By 10 am its time for Assembly and I keep a group back to read with. I read with every child in the class at least once a week, assessing their skills and giving them tips and encouragement as we go along. Whether that child gets lots of support at home and loves to read or receives minimum support and finds reading hard, hard, hard -  I find the way to help them achieve their best, help them enjoy reading. The joy of seeing a child move up a level or get excited about a book is just wonderful.

After break (10 minutes) I read the story while the Teacher reads with another group (they try to read with every child once a week too).

Then its Maths and the same sort of support as I have given in Literacy. My last group goes out with me at 11.50 for a quick recap on numbers - formation, number lines, counting. Then at 12 its time for home ...
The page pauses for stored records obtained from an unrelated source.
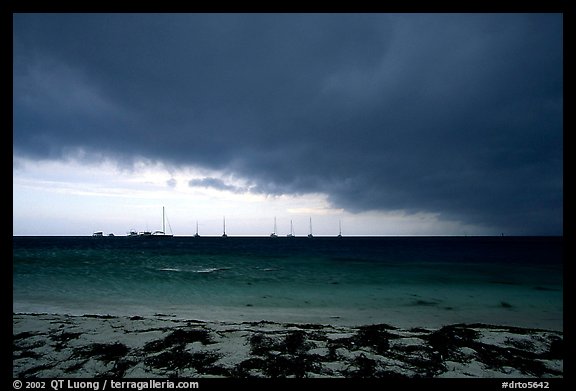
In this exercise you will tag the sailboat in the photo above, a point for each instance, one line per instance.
(273, 234)
(224, 234)
(291, 234)
(310, 234)
(162, 233)
(196, 235)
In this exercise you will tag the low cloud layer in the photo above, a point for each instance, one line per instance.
(458, 115)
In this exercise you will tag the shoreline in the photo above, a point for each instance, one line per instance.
(54, 345)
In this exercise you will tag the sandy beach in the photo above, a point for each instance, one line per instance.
(88, 346)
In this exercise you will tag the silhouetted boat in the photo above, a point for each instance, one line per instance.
(291, 234)
(273, 234)
(155, 234)
(224, 234)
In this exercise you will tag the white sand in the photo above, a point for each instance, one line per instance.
(48, 345)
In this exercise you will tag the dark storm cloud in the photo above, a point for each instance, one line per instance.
(459, 115)
(215, 183)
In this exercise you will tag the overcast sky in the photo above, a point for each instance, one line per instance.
(392, 123)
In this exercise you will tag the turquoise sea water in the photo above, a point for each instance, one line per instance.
(404, 281)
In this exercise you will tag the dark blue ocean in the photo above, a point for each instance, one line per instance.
(402, 281)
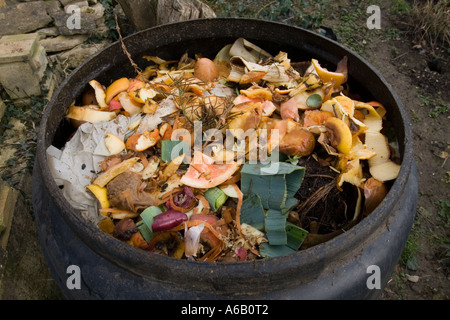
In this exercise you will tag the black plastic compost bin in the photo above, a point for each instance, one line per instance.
(341, 268)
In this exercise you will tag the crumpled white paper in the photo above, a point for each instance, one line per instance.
(74, 166)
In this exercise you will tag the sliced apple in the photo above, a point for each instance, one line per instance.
(115, 88)
(106, 176)
(141, 142)
(328, 76)
(381, 167)
(128, 104)
(100, 94)
(89, 114)
(142, 95)
(101, 194)
(339, 134)
(114, 144)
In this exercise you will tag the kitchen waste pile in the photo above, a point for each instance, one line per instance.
(224, 159)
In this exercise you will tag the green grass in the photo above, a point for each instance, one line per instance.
(306, 14)
(436, 106)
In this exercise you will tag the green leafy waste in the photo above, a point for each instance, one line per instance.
(269, 195)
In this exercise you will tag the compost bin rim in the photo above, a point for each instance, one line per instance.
(96, 239)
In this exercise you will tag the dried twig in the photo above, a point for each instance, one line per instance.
(124, 48)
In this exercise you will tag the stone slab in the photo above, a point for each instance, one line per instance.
(15, 19)
(19, 47)
(62, 43)
(19, 80)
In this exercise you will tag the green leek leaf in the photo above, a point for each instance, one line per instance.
(216, 198)
(170, 149)
(314, 101)
(252, 212)
(295, 236)
(145, 231)
(275, 226)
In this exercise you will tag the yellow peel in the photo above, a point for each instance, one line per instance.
(100, 94)
(115, 88)
(328, 76)
(105, 177)
(101, 194)
(340, 135)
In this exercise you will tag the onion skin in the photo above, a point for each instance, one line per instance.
(374, 193)
(206, 70)
(168, 220)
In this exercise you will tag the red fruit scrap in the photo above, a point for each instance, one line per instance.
(168, 220)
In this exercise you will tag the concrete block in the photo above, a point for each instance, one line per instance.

But we don't go home do we? Most T.As in my school stay and get the jobs done that they couldn't do in the morning...like changing reading books, putting up displays, changing the roleplay area, filing ... Its a rare day that I go home before 12.35 and some days I stay until 1pm, an hour over my paid time. Obviously this is up to me. Its my choice that I stay, but then that's the sort of people T.As tend to be. We don't do our job for the money, we do it because we love it, love the children.

An ordinary morning is what I have described above. I haven't told you about my playground duties, my chats with children whose parents are breaking up, whose granny has died, who have seen their dad beating up their mum... I haven't told you about the chats with parents who are worried or don't "get" phonics. I haven't mentioned helping children who have wet themselves or been sick everywhere or had a massive nose bleed.
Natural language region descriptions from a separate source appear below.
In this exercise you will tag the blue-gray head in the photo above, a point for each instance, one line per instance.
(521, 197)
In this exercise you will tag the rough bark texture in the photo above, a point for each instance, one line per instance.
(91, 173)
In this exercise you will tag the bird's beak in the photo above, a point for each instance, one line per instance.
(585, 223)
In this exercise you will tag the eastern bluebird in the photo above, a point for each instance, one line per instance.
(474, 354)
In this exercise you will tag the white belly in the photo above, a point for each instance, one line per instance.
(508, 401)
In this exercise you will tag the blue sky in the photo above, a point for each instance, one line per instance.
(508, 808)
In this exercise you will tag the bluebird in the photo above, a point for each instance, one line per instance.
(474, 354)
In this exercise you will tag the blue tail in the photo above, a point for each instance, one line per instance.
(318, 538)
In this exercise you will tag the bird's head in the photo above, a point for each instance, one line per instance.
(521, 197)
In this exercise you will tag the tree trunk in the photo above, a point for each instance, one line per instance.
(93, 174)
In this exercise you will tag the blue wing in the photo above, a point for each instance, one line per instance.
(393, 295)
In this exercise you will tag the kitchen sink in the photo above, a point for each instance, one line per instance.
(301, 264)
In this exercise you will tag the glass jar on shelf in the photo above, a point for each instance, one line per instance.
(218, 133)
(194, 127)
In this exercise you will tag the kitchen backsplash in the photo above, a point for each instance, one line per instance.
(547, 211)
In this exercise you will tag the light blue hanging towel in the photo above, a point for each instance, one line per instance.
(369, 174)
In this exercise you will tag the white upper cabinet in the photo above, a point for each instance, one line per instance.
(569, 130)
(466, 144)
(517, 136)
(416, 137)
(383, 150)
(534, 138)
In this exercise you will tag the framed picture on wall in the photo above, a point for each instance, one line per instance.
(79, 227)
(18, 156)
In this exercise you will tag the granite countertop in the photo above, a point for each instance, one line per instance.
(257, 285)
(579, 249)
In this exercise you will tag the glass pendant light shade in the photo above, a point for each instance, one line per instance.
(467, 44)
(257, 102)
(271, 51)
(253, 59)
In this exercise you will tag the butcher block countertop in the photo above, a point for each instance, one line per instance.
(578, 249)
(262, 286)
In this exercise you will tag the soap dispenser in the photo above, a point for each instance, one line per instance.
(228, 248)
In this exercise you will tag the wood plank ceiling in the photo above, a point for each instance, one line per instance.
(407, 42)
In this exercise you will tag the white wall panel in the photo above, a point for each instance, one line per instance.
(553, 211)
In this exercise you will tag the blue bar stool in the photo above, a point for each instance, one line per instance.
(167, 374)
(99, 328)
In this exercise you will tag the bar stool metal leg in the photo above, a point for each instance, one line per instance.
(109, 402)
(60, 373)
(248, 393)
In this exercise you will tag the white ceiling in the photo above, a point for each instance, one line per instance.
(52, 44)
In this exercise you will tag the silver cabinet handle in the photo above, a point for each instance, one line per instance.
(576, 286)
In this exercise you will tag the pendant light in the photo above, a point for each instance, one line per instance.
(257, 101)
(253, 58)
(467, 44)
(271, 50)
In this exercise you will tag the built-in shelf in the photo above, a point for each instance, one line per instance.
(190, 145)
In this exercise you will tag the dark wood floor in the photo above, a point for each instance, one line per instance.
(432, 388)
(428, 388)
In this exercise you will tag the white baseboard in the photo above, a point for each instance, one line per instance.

Of course the Teacher could do all these things too. She gets into work at 7.30 and stops for lunch at 12.55 ( 15 minutes break ... soooo lazy!!) then works through until 5.30 when she goes home sorts life out for her own children and then carries on with school work. The thing is though that if she did my job, the things I do, then when would she actually be teaching? Or maybe we should just forget about all the small groups I take out, forget about reading with the children?

There are Teaching Assistants in my school who work 1 to 1 with children who are autistic or have long term illness, children with behavioural problems who, if left to their own devices could be dangerous both to themselves and other children. Without their T.As these children would be lost. As it is, their parents have to fight for help. How could they access education without the care and 1 to 1 support of a Teaching Assistant? T.As deliver physiotherapy programmes, Speech and Language interventions, administer medication...
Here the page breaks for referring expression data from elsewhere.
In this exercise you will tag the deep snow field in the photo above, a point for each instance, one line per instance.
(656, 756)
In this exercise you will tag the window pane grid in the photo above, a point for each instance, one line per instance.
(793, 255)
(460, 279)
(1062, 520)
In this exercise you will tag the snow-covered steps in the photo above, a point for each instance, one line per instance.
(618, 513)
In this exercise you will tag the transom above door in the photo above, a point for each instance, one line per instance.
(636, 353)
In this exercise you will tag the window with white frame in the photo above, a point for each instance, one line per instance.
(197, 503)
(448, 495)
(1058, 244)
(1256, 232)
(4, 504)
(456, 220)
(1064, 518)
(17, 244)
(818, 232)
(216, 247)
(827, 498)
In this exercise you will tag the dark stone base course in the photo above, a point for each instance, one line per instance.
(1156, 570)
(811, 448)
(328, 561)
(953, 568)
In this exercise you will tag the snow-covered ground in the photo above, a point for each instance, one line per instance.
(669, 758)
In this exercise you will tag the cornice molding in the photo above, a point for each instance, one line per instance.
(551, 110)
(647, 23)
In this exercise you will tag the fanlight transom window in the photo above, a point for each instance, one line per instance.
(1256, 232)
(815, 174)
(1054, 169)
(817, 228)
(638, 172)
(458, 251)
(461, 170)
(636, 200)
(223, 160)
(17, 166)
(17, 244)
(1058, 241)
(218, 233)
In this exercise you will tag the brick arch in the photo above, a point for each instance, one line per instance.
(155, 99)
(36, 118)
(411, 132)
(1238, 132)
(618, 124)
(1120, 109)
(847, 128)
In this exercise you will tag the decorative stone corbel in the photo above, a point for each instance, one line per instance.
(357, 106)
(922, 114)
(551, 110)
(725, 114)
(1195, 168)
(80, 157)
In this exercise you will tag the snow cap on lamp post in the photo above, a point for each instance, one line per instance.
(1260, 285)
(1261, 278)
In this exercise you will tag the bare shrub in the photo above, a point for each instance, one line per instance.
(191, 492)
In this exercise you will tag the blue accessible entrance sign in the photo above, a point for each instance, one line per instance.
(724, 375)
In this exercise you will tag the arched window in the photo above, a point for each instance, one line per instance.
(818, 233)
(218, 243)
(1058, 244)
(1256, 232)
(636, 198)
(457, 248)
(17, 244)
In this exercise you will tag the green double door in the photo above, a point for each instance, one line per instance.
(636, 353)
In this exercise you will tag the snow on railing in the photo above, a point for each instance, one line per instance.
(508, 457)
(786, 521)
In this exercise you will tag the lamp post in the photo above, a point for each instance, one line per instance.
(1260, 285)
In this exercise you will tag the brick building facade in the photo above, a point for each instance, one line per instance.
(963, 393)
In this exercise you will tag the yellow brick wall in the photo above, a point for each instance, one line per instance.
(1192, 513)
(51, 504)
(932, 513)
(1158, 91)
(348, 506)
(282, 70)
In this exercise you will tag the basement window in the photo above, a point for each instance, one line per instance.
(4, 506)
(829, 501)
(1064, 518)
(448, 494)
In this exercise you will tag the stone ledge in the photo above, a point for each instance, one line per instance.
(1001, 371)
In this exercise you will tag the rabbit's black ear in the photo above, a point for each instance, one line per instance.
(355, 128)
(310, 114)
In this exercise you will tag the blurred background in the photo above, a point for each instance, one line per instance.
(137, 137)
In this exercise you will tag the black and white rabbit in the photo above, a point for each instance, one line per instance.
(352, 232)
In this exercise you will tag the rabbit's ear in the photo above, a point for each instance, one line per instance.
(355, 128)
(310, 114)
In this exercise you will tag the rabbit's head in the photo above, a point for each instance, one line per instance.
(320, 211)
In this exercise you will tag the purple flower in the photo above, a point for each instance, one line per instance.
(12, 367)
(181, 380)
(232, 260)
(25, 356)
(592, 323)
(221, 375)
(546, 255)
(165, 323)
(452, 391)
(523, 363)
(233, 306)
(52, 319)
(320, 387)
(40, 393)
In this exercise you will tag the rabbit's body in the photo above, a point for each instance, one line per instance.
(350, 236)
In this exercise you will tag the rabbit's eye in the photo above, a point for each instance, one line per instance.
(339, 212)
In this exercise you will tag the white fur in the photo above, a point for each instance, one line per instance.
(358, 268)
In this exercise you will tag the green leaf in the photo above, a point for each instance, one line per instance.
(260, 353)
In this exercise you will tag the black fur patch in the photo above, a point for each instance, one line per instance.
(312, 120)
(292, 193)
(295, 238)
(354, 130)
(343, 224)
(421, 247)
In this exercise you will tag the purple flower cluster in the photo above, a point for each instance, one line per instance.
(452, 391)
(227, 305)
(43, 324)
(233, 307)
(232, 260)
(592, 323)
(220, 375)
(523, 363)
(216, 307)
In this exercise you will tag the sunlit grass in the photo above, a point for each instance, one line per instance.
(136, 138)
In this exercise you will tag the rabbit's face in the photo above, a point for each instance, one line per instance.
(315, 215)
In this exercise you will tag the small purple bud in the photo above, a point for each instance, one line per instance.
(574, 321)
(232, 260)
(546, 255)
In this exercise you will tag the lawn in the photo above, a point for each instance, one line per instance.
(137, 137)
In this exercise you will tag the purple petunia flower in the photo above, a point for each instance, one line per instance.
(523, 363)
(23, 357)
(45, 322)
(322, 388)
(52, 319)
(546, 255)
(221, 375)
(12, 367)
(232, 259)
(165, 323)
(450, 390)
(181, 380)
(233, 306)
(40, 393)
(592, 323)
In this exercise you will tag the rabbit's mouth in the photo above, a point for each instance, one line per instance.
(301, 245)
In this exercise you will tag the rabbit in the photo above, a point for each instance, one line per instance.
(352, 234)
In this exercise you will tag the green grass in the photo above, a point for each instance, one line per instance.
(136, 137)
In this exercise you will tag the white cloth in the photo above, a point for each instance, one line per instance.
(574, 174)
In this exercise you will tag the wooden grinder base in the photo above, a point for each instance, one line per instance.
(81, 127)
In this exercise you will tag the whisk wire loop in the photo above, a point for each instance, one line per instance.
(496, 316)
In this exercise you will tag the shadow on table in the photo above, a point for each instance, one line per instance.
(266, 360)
Teaching Assistants are the unsung backbone of the education system. We work for just over minimum wage and we work because we choose to give our best for the children in our care. In my school the T.As are hard working, intelligent (many are Graduates) and very caring. Often it is the T.A who has the time to sit and listen to a child, who picks up on the underlying problems a child faces. We are part of a team, with our Teachers, trying to create an environment where children can learn and enjoy learning.

Teachers work incredibly hard already. If we were not there to do the things we do then I really hate to think what would happen to the children who need us. Teachers cannot physically do their own jobs and ours. Its impossible. I despair at the short sightedness of the UK Government and their plans.

If you have a child in school then please celebrate how fortunate they are, not only to have Teachers who work their socks off, but also Teaching Assistants who do their best to support, care and guide. It has been a long time since all we did was wash up paint pots.